The cleaning features will be added behind a config option, to ensure operators have the choice to disable the feature if it is unnecessary for their deployment. For example, some operators may want to disable cleaning on every request and only clean occasionally via ZAPPING.
Add a decorator @clean_step(priority) to decorate steps that should be run as a part of CLEANING. priority is the order in which the step will be run. The function with the highest priority will run first, followed by the one with the second highest priority, etc. If priority is set to 0, the step will not be executed. The argument should be a config option, e.g. priority=CONF.$interface.$stepname_priority to give the operator more control over the order steps run in (if at all).
Add a new function get_clean_steps() to the base Interface classes. The base implementation will get a list of functions decorated with @clean_step, determine which are enabled, and then return a list of dictionaries representing each step, sorted by priority.
The return value of get_clean_steps() will be a list of dicts with the 3 keys: step, priority and interface, described below:
- ‘step’: ‘function_name’,
- ‘priority’: ‘an int or float, used for sorting, described below’,
- ‘interface’: ‘interface_name
Only steps with a priority greater than 0 (enabled steps) will be returned.
Add a new function execute_clean_step(clean_step) to the base Interfaces, which takes one of the dictionaries returned by get_clean_steps() as an arg, and execute the specified step.
Create a new function in the conductor: clean(task) to run all enabled clean steps. It will get a list of all enabled steps and execute them by priority. The conductor will track the current step in a new field on the node called clean_step.
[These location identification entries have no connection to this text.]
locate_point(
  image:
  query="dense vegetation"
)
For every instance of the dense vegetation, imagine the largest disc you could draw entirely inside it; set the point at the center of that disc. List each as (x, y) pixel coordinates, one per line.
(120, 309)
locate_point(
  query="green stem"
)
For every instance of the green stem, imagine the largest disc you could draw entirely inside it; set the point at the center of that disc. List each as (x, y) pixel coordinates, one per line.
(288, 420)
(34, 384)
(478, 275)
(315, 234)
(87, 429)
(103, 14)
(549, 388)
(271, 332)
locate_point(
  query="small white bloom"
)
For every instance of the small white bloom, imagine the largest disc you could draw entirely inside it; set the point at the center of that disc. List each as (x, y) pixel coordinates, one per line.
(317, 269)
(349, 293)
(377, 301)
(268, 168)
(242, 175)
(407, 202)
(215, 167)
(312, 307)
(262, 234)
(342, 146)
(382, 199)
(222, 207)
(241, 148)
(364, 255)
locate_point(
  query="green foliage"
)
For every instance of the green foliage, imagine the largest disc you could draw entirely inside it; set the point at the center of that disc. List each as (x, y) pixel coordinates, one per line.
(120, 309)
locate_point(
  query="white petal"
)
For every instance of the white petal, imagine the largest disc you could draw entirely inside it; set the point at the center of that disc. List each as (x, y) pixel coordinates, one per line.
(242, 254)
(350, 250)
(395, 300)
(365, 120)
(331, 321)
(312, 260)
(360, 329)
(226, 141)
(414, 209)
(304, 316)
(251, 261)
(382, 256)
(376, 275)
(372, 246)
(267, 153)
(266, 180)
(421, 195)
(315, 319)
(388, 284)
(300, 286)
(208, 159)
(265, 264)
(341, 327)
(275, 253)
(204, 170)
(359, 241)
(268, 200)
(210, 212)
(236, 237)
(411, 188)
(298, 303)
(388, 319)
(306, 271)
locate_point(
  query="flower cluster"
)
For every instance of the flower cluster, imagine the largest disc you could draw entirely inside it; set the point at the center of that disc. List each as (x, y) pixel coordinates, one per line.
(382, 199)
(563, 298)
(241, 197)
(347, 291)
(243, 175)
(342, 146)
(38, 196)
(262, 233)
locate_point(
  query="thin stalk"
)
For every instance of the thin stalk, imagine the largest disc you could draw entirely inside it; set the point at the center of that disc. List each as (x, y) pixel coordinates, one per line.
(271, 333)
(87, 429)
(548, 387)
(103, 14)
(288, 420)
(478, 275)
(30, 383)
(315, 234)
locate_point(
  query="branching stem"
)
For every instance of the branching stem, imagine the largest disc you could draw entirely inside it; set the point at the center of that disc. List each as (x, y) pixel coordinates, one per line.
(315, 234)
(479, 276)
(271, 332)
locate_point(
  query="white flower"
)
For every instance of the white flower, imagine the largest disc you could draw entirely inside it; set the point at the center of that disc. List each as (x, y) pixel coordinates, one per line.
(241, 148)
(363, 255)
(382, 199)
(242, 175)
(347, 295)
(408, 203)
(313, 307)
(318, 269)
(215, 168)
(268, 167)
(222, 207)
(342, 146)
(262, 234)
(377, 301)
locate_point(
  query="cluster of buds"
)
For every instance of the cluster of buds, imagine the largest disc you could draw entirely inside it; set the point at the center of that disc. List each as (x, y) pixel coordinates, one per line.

In the event of a tie for priority, the tie breaker will be the interface implementing the function, in the order power, management, deploy interfaces. So if the power and deploy interface both implement a step with priority 10, power’s step will be executed first, then the deploy interface’s step.
If there is a tie for priority within a single interface (an operator inadvertently sets two to the same priority), the conductor will fail to load that interface while starting up, and log errors about the overlapping priorities.
Using CLEANING, CLEANED, and CLEANFAIL that will be added in the new state machine spec . These states occur between DELETED and AVAILABLE. This will prevent Nova delete commands from taking hours.
CLEANED will be used much like DELETED: generally as a target provision state. A node will be in CLEANED state after CLEANING completes and until the conductor gets a chance to move it to AVAILABLE.
Nodes may be put into CLEANING via an API call (described below) only from MANAGED or CLEANFAIL states. MANAGED allows an operator to clean a node before it is available for scheduling. This ensures new nodes are at the same baseline as other, already added nodes.
The ZAPPING API will allow nodes to go through a single or list of clean_steps from the MANAGED state. These will be operator driven steps via the API, as opposed to the automated CLEANING that occurs after tear_down described in this spec.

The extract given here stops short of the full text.